Assume that Problem $A$ is polynomial-time reducible to problem $B$.
Claim 1: If problem $A$ is NP-hard then problem $B$ is NP-hard.
Claim 2: If problem $B$ is NP-hard then problem $A$ is NP-hard.
Claim 1 is obviously true, but why the second one is false?
I am assuming that $A$ is a non-trivial problem. If $A$ is trivial, then the claims cannot be correct in their current form (make sure you understand why).

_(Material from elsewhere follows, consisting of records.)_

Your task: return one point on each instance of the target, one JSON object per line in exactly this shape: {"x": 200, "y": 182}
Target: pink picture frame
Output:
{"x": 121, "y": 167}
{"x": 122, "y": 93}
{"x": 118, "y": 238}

Consider an NP-complete problem $B$, and consider some non-trivial problem $A \in \text{P}$. Clearly, $A\leq_p B$. If we assume that claim 2 is correct, then as $A\leq_p B$, we get that $A$ is $\text{NP}$-hard and thus for every problem $L\in \text{NP}$, it holds that $ L\leq_p A$. Hence, as $A\in \text{P}$, we get that $L\in \text{P}$ as well, and so $\text{NP}\subseteq \text{P}$. Conversely, if we assume that $\text{NP}\subseteq \text{P}$, then as every non-trivial problem is $\text{P}$-hard, we get that every non-trivial problem $A$ is $\text{NP}$-hard. Hence, claim 2 holds trivially.
So we have in total that claim 2 is correct iff $\text{P} = \text{NP}$ which is quite open.